Today was the day. I was going to see my boys play…..extremely hungover. Unfortunately, spontaneous wonderful nights have no way of knowing that the next day is your planned wonderful night.
So I strapped on my big girl britches. Skipped the English breakfast. Forced down a cup of coffee and eggs. Pasted on a smile and headed for the tube to emirates stadium in north London. Oh the tube is not our friend after a night of dancing and drinking. Poor me. We leave the station and walk onto a street that could have been created from my memory from every English book I have ever read. Football was started by the working man. This is a working man’s town. Many have created food or merchandise stands on their front garden walls. Imagine, in the cartoons, when a character puts down his suitcase, opens it and a castle opens up wing after wing. That’s sort of what these “shops” look like. I am immediately made to ponder the fact that this could never happen in the states. Somehow the over-reaching government or stadium management would disallow the necessary permits to create such a lovely walk to the gunner’s “house”.
At the mouth of the stadium, I buy a sausage and a can of mirinda, orange. A decision that later proves ill-made. We stand at the bottom of the steps while a scarf said snacks down. Another mistake as it turns out you can take food INTO the stadium. During the game i watched a sweet older man have high tea from his seat. He pulled snack after snack out out of his bag and washed them all down with a thermos of tea. In the states, they won’t even let you take water into the stadium.
We walk into the stadium and it’s HUGE. Bigger than you can imagine from TV. I can’t believe I’m here and I can’t believe I’m hungover. Dumb stupid!
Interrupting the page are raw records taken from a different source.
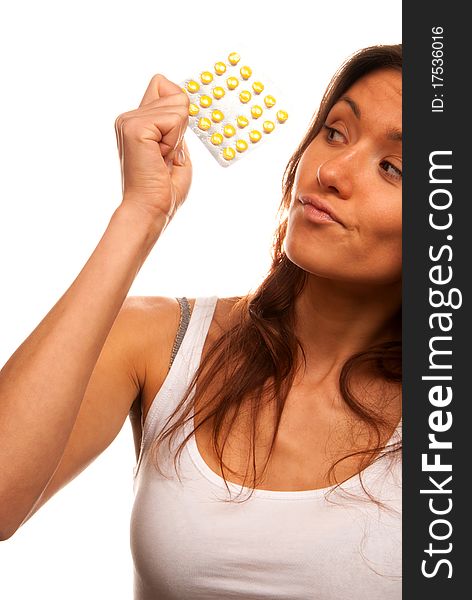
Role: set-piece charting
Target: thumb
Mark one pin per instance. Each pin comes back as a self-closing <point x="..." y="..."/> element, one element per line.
<point x="180" y="155"/>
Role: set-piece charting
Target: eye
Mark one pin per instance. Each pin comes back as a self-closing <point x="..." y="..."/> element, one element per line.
<point x="331" y="131"/>
<point x="391" y="170"/>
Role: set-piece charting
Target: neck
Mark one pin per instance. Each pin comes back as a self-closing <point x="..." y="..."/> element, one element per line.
<point x="335" y="319"/>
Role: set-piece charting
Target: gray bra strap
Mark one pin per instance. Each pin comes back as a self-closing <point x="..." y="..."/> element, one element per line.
<point x="183" y="324"/>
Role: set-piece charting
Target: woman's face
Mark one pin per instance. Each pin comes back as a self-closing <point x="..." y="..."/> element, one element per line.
<point x="354" y="168"/>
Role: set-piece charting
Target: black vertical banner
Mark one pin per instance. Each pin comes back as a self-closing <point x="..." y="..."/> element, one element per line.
<point x="437" y="354"/>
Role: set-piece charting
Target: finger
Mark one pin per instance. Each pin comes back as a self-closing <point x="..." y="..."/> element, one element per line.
<point x="165" y="127"/>
<point x="158" y="87"/>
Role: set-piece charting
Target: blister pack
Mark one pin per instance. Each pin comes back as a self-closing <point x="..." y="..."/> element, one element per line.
<point x="234" y="108"/>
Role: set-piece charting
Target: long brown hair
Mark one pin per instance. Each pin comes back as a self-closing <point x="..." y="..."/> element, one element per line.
<point x="257" y="356"/>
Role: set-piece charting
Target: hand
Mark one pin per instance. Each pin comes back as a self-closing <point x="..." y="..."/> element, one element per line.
<point x="156" y="170"/>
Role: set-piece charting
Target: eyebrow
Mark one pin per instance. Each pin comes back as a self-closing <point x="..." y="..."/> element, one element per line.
<point x="393" y="134"/>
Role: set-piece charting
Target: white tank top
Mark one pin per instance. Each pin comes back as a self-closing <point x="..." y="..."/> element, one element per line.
<point x="187" y="543"/>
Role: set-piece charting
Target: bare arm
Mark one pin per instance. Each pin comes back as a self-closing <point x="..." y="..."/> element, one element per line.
<point x="42" y="385"/>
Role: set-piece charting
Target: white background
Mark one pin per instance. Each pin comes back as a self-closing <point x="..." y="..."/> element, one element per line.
<point x="68" y="70"/>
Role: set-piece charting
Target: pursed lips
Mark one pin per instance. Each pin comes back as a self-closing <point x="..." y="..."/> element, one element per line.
<point x="320" y="205"/>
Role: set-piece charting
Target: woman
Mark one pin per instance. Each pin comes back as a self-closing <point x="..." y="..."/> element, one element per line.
<point x="294" y="389"/>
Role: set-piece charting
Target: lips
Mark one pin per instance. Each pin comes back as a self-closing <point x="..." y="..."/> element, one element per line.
<point x="319" y="204"/>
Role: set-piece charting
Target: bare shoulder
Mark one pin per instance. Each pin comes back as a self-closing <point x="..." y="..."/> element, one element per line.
<point x="152" y="322"/>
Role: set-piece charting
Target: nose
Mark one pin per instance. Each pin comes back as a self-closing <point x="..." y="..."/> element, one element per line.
<point x="337" y="174"/>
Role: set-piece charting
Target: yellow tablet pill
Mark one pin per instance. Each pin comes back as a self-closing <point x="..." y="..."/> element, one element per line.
<point x="218" y="92"/>
<point x="220" y="68"/>
<point x="229" y="153"/>
<point x="232" y="83"/>
<point x="242" y="121"/>
<point x="246" y="72"/>
<point x="245" y="96"/>
<point x="282" y="116"/>
<point x="193" y="110"/>
<point x="229" y="130"/>
<point x="193" y="86"/>
<point x="241" y="145"/>
<point x="234" y="58"/>
<point x="206" y="77"/>
<point x="217" y="116"/>
<point x="256" y="111"/>
<point x="255" y="135"/>
<point x="258" y="87"/>
<point x="216" y="139"/>
<point x="205" y="101"/>
<point x="204" y="123"/>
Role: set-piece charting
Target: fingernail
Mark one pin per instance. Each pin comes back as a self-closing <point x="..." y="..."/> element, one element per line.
<point x="180" y="160"/>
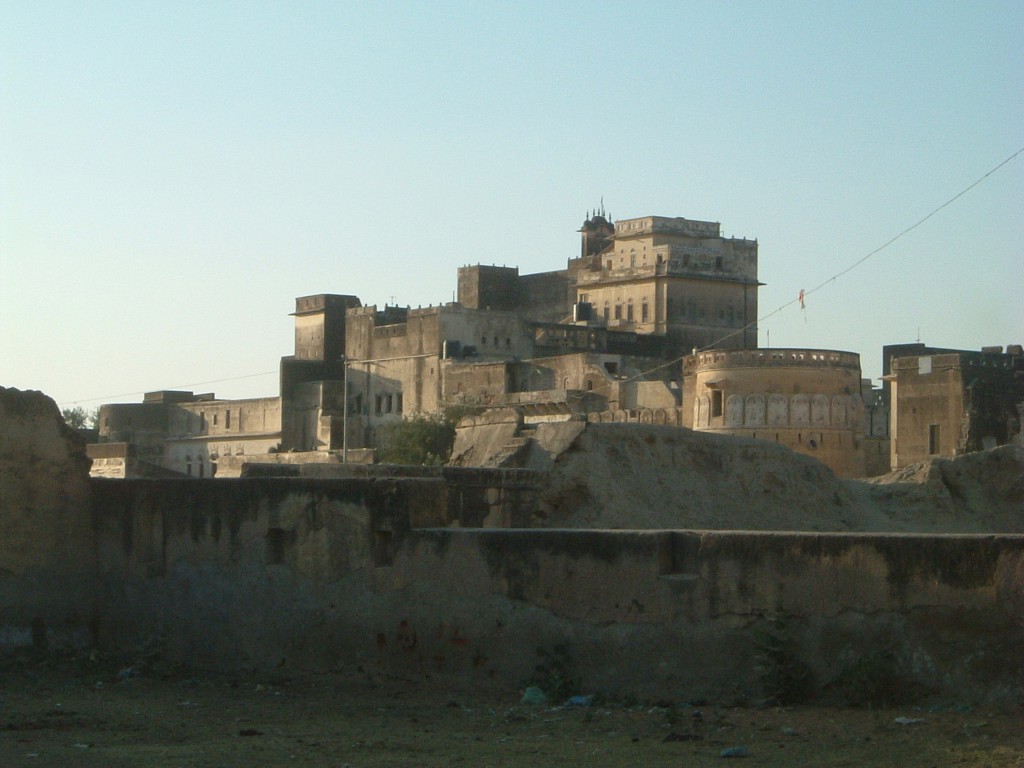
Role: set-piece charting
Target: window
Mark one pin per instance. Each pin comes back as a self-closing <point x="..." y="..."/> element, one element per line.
<point x="716" y="402"/>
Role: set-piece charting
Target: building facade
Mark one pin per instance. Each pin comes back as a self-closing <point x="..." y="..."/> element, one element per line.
<point x="948" y="403"/>
<point x="806" y="399"/>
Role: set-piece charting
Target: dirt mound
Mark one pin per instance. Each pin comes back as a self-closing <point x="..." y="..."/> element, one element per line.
<point x="646" y="476"/>
<point x="976" y="493"/>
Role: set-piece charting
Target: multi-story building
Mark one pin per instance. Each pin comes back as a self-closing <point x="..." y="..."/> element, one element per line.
<point x="946" y="403"/>
<point x="806" y="399"/>
<point x="606" y="332"/>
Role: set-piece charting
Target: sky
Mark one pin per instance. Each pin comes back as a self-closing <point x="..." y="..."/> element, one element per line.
<point x="173" y="175"/>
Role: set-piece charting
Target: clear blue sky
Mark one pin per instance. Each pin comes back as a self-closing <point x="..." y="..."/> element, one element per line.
<point x="172" y="175"/>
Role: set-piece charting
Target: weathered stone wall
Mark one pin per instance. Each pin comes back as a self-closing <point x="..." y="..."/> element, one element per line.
<point x="47" y="544"/>
<point x="245" y="574"/>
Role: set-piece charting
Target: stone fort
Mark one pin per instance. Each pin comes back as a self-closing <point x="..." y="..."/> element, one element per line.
<point x="653" y="322"/>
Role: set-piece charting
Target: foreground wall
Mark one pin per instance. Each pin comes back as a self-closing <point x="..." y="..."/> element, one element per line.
<point x="335" y="576"/>
<point x="47" y="544"/>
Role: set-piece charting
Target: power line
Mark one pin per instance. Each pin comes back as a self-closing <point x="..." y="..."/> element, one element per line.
<point x="754" y="323"/>
<point x="854" y="265"/>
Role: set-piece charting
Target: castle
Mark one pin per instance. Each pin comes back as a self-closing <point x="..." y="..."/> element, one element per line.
<point x="654" y="321"/>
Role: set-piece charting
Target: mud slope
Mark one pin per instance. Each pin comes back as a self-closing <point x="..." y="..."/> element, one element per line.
<point x="646" y="476"/>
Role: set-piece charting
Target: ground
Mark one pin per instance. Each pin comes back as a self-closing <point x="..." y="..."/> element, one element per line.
<point x="73" y="715"/>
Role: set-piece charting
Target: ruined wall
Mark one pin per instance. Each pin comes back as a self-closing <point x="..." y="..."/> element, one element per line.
<point x="806" y="399"/>
<point x="47" y="546"/>
<point x="237" y="576"/>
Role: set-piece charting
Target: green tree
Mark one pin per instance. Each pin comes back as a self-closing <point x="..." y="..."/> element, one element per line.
<point x="80" y="418"/>
<point x="418" y="439"/>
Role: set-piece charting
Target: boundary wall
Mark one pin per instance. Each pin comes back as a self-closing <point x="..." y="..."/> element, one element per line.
<point x="349" y="576"/>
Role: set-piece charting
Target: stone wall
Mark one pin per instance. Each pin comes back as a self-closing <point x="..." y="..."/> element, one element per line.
<point x="47" y="543"/>
<point x="311" y="577"/>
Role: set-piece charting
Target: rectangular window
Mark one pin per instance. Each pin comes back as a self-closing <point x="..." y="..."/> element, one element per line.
<point x="716" y="402"/>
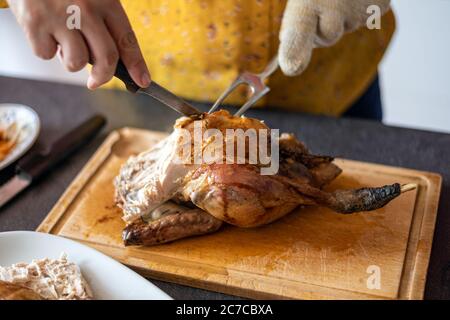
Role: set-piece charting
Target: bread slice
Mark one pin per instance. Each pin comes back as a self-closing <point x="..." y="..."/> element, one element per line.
<point x="51" y="279"/>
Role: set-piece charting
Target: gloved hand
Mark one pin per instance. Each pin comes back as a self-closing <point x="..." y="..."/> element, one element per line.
<point x="308" y="24"/>
<point x="105" y="36"/>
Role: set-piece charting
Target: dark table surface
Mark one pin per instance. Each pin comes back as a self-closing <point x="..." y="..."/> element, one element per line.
<point x="63" y="107"/>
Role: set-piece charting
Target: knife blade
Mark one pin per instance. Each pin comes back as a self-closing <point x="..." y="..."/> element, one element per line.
<point x="157" y="92"/>
<point x="36" y="164"/>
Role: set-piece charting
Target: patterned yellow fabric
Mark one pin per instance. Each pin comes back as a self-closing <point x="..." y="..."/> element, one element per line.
<point x="196" y="48"/>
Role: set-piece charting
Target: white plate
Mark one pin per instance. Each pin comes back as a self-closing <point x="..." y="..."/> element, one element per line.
<point x="29" y="126"/>
<point x="108" y="279"/>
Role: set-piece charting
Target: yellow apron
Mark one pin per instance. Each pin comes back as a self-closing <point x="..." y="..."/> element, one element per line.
<point x="196" y="48"/>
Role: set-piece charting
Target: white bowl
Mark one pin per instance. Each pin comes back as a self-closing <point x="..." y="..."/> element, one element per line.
<point x="108" y="279"/>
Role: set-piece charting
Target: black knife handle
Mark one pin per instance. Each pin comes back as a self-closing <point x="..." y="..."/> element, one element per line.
<point x="38" y="163"/>
<point x="122" y="74"/>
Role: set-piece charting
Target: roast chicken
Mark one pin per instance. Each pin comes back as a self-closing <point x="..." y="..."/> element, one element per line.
<point x="164" y="199"/>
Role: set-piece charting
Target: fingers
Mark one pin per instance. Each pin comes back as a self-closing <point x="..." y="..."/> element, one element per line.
<point x="104" y="53"/>
<point x="74" y="53"/>
<point x="129" y="50"/>
<point x="297" y="37"/>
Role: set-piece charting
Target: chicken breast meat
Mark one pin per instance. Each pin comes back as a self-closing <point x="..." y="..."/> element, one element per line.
<point x="164" y="199"/>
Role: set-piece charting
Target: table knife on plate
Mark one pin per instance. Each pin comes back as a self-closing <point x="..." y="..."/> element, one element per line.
<point x="37" y="163"/>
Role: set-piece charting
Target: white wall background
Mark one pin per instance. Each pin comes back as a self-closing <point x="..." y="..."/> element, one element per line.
<point x="415" y="73"/>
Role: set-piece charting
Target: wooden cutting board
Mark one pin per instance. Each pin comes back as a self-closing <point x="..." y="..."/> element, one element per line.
<point x="312" y="253"/>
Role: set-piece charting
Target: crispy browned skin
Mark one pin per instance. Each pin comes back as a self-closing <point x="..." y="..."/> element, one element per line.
<point x="184" y="223"/>
<point x="9" y="291"/>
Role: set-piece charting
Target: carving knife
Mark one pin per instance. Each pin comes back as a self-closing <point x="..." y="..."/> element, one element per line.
<point x="36" y="164"/>
<point x="157" y="92"/>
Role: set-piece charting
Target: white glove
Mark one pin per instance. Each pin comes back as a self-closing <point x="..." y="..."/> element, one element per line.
<point x="308" y="24"/>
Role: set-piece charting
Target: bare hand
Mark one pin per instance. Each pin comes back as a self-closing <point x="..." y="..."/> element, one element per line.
<point x="105" y="36"/>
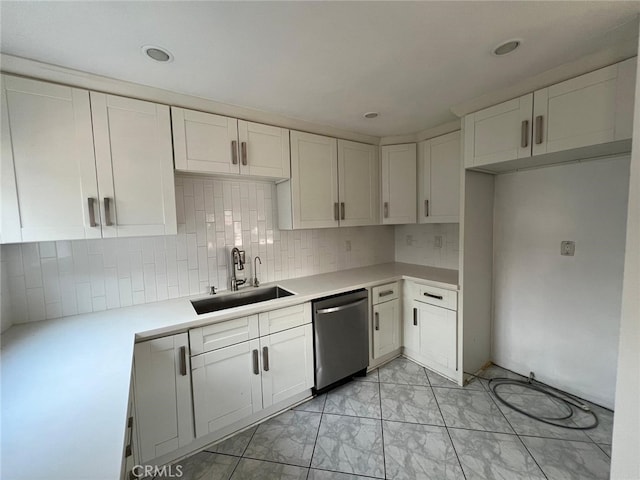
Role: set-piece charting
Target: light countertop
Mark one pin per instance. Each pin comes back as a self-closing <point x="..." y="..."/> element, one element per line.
<point x="65" y="382"/>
We have gotten to the game plenty early so I grab a cup of tea to help settle my stomach and the throbbing sore throat that I assume is the result of a night spent making a log cabin with the logs I have sawed.
Then fabianski and szczesny come onto the pitch to warm up and all else falls away. Stubby hubs hunk is like a kid. ” ooo there’s joe hart, and is that fabianski?” he is positively giddy and this isn’t even his team.
The game was extraordinary. Arteta’s goal was beautiful. We turn our backs and mock city with their own Poznan move. Nasri couldn’t touch the ball without being booed or called a twat. The man beside me could do that whistle that deafens and I didn’t care. My team had won against city and I was there to see it.
Needless to say we did not go to the monkey puzzle later that night. We got snacks and went back to the hotel for the evening. All in all a wonderful day.